Yapmak istediğimiz herhangi bir değişikliği, aynı çabayı göstermeye çalışan bir arkadaşa baktığımız gibi görmeye çalışmalıyız. Unutma, kendinden nefret etmeden kararlı olmak mümkündür. Negatif olmaya başladığımızda, bakış açımızı değiştirmeyi kendimize nazikçe hatırlatabiliriz. Neff, “Bütün gün problem çözme modunda dolaşmak, esas olarak kendiniz veya hayatınız hakkında neyi düzeltmek istediğinizi düşünmek yerine, gün boyunca birkaç dakika durup neyin kırılmadığına hayret edebilirsiniz” diye yazdı.

Değişim ekibinizi bulun

John Norcross, yazarı değişim bilimi kalıcı bir değişiklik yaparken veya uzun vadeli bir hedefe girişirken desteğe sahip olmanın ne kadar önemli olduğunu vurguladı. Norcross, 'Yeni Yıl kararları, depresyon, kaygı, yeni bir beceri geliştirmek, değişim ekibine sahip olmak, başarı için büyük bir fark yaratıyor' dedi. Hayatımızda hedeflerimizi destekleyen ve bizi şefkatli gözlerle gören bir ekip bulmak, kendi tarafımızda kalmamıza ve iç eleştirmenimize karşı durmamıza yardımcı olabilir. Bir aksilik yaşadığımızda bile, kendimizi bir başarısızlık gibi hissetmekten alıkoymak için bu insanlara güvenebiliriz. Bu desteği yakın ailemizden ya da arkadaşlarımızdan hissetmiyorsak, başka yerlerde de arayabiliriz. 'Bu desteği sağlamanın pek çok farklı yolu var. Çevrimiçi destek grupları var, iş arkadaşları var, telefonda olabilen veya size e-posta gönderebilen hayatınızın erken dönemlerinden arkadaşlar var,' dedi Norcross.

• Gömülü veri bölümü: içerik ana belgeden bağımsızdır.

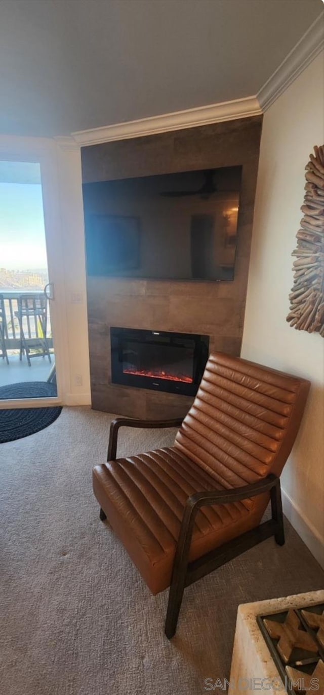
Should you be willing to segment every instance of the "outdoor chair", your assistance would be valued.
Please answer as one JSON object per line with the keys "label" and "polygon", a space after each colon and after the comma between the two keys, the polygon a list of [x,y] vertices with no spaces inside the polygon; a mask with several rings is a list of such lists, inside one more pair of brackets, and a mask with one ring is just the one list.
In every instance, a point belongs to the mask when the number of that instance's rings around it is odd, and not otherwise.
{"label": "outdoor chair", "polygon": [[0,295],[0,350],[1,357],[5,359],[7,364],[9,364],[7,348],[6,346],[6,337],[7,335],[7,320],[6,318],[6,309],[4,305],[3,295]]}
{"label": "outdoor chair", "polygon": [[[167,637],[186,587],[271,536],[284,544],[279,476],[309,389],[305,379],[216,352],[183,422],[112,423],[108,463],[93,470],[100,518],[153,594],[171,584]],[[120,427],[176,425],[173,446],[116,458]],[[271,518],[260,523],[269,501]]]}
{"label": "outdoor chair", "polygon": [[[47,340],[47,297],[44,293],[19,295],[15,312],[20,330],[19,359],[24,352],[31,366],[31,357],[47,355],[51,362]],[[26,335],[27,334],[27,335]],[[31,352],[34,350],[35,352]]]}

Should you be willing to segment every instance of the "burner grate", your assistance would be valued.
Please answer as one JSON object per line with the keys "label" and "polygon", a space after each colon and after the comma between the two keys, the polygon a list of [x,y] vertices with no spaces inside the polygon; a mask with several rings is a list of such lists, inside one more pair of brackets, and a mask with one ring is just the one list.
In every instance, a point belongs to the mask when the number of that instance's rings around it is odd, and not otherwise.
{"label": "burner grate", "polygon": [[257,616],[289,695],[324,693],[324,603]]}

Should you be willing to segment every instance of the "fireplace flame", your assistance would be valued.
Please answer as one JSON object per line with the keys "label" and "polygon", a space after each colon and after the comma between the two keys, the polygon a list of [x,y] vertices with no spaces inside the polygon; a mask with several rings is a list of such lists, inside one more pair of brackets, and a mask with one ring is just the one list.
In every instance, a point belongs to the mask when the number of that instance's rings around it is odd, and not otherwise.
{"label": "fireplace flame", "polygon": [[174,374],[167,374],[165,372],[151,372],[145,369],[137,371],[136,369],[123,369],[123,374],[133,374],[135,377],[150,377],[151,379],[165,379],[168,382],[183,382],[185,384],[192,384],[194,379],[184,374],[175,376]]}

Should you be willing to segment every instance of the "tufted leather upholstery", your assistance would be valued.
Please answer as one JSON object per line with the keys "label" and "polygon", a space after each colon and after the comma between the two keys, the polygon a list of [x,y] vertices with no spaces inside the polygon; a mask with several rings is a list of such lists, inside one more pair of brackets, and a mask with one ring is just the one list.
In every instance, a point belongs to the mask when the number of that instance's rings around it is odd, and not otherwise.
{"label": "tufted leather upholstery", "polygon": [[[153,594],[170,584],[187,498],[279,475],[309,388],[305,379],[212,354],[173,447],[94,468],[96,497]],[[266,494],[201,509],[189,559],[257,526],[268,502]]]}

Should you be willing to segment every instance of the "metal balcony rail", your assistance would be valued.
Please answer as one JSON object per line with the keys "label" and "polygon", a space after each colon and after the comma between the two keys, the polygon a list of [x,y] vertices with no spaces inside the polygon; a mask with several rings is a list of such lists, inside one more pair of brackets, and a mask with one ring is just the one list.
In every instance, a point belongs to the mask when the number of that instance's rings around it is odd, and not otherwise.
{"label": "metal balcony rail", "polygon": [[[6,320],[3,322],[3,334],[7,350],[19,350],[20,347],[20,328],[18,318],[15,314],[18,311],[18,300],[20,294],[39,295],[40,292],[1,292],[3,297]],[[49,348],[53,348],[51,337],[51,317],[47,308],[47,340]],[[37,316],[26,316],[23,317],[23,330],[26,338],[41,338],[42,326]]]}

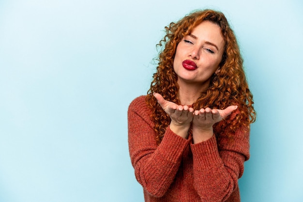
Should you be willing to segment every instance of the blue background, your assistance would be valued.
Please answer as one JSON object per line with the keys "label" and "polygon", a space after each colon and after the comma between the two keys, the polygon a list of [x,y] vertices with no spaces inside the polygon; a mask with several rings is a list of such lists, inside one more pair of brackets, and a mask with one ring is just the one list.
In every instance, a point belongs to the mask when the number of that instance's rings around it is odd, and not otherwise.
{"label": "blue background", "polygon": [[242,201],[303,201],[302,1],[2,0],[0,202],[143,201],[127,108],[164,27],[199,8],[226,14],[254,95]]}

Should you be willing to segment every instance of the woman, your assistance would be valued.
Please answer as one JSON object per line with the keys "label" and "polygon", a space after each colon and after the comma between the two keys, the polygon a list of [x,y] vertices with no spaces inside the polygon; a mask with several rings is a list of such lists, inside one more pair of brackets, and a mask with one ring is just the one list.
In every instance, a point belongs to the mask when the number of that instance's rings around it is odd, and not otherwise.
{"label": "woman", "polygon": [[166,30],[148,95],[128,113],[145,201],[240,201],[256,113],[236,37],[224,15],[211,10]]}

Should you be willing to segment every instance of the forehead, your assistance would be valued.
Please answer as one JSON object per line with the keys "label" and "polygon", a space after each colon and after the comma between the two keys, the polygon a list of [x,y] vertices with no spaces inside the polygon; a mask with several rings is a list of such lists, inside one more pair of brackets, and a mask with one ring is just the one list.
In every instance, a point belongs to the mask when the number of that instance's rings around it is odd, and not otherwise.
{"label": "forehead", "polygon": [[197,40],[215,43],[220,48],[224,45],[221,28],[209,21],[204,21],[198,24],[193,29],[190,35],[195,36]]}

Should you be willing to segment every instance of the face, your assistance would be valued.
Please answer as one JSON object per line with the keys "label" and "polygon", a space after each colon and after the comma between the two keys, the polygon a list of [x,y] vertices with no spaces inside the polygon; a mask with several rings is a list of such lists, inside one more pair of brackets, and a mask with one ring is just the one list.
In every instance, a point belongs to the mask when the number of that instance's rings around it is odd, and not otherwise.
{"label": "face", "polygon": [[205,21],[195,28],[177,46],[173,68],[179,85],[194,84],[206,89],[212,75],[219,71],[224,47],[217,25]]}

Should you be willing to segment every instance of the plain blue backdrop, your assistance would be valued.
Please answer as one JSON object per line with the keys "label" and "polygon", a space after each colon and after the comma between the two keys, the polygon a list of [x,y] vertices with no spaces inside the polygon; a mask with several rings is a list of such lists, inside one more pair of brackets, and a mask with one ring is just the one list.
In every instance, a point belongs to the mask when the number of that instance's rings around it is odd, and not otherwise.
{"label": "plain blue backdrop", "polygon": [[146,94],[165,26],[226,14],[258,119],[243,202],[303,201],[303,3],[0,1],[0,202],[143,202],[127,111]]}

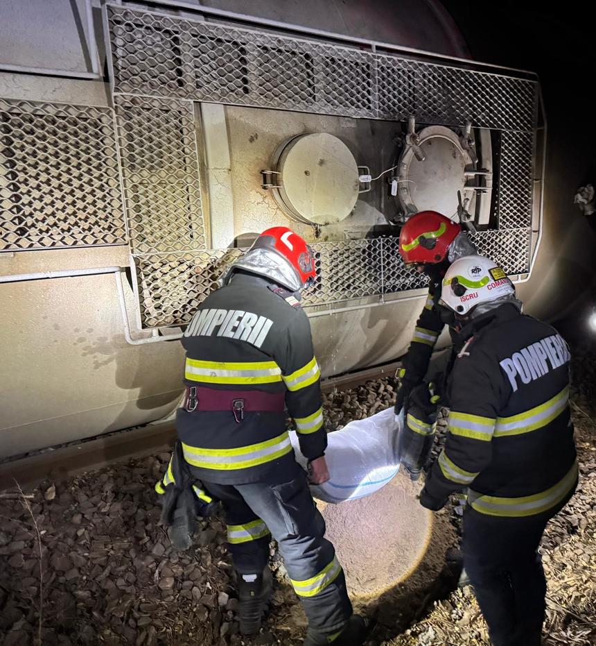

Hem çevremizdeki insanların desteğini arayarak hem de içimizde destekleyici bir arkadaş yetiştirerek, kendimizi başarısız hissettiren ortalama saldırılarla daha iyi başa çıkabiliriz. Hayatta en büyük arayışımız kendimizi hissetmek ve en çok kendimiz olmak, bizi neyin aydınlattığını bulmak ve bunun peşinden gitmek olmalıdır. Anti-benliğimize karşı koyarak ve her gün kişisel bir anlam bularak, yol boyunca hatalar yapabiliriz, ancak asla başarısız olamayız.